That's why our Labour Government is making non-fatal strangulation in online pornography illegal, toughening the law and ending the normalisation of a dangerous practice.
Not only will making its depiction illegal mean that the police can crack down on those breaking the law, it also brings it into the scope of the Online Safety Act, so porn sites and social media platforms would also be liable.
Too often, children have innocently stumbled across dangerous and distressing content. We must do everything we can to stop that from happening.
I don't mince my words when it comes to this issue, as it's so important.
Labour is on the side of protecting women and girls. It's clear Farage is anything but.
By Zia Yusuf of Reform UK
THE Online Safety Act is the biggest assault on freedom of expression in this country in our lifetimes.
Since it came into force, what has been censored?
Footage of a protest against mass immigration in Leeds, comments demanding the end of illegal migration, even biographies of Richard the Lionheart have been quietly removed from social media.
If this was really about protecting children from predators, why did this law result in the censorship of a speech in Parliament tearing into those who covered up the grooming gangs?
In any case, use of Virtual Private Networks – which allow children to bypass the law's restrictions (as well as parental controls) – has rocketed.
The kids run rings around the dinosaur politicians who drafted it.
Censorship is so widespread because the law was drafted to give the Government draconian power.

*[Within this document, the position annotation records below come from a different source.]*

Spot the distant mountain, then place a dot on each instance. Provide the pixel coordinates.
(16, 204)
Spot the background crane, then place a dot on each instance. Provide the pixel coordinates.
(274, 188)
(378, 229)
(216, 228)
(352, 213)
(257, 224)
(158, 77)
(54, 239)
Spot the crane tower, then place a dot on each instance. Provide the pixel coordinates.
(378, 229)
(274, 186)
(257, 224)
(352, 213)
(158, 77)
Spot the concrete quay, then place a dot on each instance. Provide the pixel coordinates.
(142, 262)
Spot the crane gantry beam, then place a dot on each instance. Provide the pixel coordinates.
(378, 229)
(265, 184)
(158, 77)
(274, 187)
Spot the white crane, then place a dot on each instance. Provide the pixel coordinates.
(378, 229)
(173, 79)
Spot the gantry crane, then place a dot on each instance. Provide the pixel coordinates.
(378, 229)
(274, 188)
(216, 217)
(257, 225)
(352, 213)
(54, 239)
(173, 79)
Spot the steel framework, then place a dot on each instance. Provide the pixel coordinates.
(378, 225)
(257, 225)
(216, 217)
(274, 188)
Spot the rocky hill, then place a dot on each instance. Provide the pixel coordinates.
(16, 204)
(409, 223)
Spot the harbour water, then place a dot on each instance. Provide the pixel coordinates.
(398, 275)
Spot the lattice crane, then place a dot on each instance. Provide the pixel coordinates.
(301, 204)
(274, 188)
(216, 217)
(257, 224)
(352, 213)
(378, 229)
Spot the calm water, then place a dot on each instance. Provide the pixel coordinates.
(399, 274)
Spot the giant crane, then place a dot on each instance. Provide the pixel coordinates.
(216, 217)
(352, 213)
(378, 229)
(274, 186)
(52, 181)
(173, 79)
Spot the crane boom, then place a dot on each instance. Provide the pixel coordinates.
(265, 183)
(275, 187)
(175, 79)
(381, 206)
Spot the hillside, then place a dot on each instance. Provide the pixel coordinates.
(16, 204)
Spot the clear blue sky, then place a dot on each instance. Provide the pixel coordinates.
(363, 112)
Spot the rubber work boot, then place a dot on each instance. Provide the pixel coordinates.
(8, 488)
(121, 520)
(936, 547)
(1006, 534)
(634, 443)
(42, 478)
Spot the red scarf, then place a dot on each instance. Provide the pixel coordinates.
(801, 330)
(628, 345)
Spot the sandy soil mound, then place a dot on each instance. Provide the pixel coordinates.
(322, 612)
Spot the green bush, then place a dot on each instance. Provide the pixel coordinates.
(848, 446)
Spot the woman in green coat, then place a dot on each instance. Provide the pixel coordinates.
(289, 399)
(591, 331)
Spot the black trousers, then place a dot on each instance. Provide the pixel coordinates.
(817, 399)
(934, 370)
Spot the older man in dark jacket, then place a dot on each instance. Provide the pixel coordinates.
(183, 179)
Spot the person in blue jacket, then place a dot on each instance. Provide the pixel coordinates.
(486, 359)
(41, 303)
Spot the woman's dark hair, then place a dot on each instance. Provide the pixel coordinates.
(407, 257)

This Act threatens social media bosses with criminal liability for their staff if they don't block content the Government deems 'harmful'.
Faced with that, who wouldn't overblock?
Don't forget this law was cooked up by the Tories.
The same Tories who pretend to champion free speech and civil liberties, when it suits them.
A Reform government under Nigel Farage will repeal this Act, and pass a law that is fit for purpose to actually protect children, not to silence British people.